Many-shot injection uses dozens or hundreds of examples to overwhelm the model's instruction-following with sheer volume. Research has shown that compliance rates increase roughly logarithmically with the number of examples.

Gradual escalation examples start with benign rule-bending and progressively increase severity across the examples, mirroring the crescendo attack pattern but in a single turn.

Domain-specific examples use realistic scenarios from the target application, making the examples harder to distinguish from legitimate conversation history.

Defenses

Context window management. Limit how many previous messages are included in the prompt. Fewer messages means fewer opportunities for few-shot manipulation.

Input scanning for fabricated history. Detect when user input contains fake assistant responses. The presence of your assistant's formatting patterns in user input is a strong signal.

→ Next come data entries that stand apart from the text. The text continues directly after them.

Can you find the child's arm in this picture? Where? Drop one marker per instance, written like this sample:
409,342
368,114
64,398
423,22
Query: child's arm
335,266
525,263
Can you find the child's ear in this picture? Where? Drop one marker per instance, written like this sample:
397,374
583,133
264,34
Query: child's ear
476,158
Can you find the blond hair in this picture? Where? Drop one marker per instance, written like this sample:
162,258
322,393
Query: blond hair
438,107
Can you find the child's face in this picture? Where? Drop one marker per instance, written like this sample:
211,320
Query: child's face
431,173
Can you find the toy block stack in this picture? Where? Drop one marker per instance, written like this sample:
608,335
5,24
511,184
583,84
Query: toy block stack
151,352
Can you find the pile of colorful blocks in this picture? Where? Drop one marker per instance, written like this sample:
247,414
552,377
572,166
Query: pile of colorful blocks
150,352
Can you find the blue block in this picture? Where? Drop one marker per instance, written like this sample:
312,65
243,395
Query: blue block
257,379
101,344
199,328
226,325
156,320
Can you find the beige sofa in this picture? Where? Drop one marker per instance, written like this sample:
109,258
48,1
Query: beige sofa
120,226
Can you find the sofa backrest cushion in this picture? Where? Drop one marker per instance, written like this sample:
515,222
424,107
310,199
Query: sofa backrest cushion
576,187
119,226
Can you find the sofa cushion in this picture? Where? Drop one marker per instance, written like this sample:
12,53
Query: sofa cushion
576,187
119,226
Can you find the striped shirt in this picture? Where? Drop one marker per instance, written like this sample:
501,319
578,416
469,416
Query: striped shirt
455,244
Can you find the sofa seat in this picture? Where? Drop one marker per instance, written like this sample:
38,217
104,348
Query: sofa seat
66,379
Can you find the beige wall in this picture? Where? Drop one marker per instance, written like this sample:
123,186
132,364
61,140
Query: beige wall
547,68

Conversation integrity checks. Verify that messages attributed to the assistant in conversation history actually came from the assistant. Do not let users inject fabricated conversation turns.

Action-level authorization. Regardless of context manipulation, enforce tool-call policies independently. The policy engine has no conversation history to manipulate.

Few-shot injection is a reminder that the model's context is its entire reality. Control the context, control the model. Build defenses that do not share the model's context.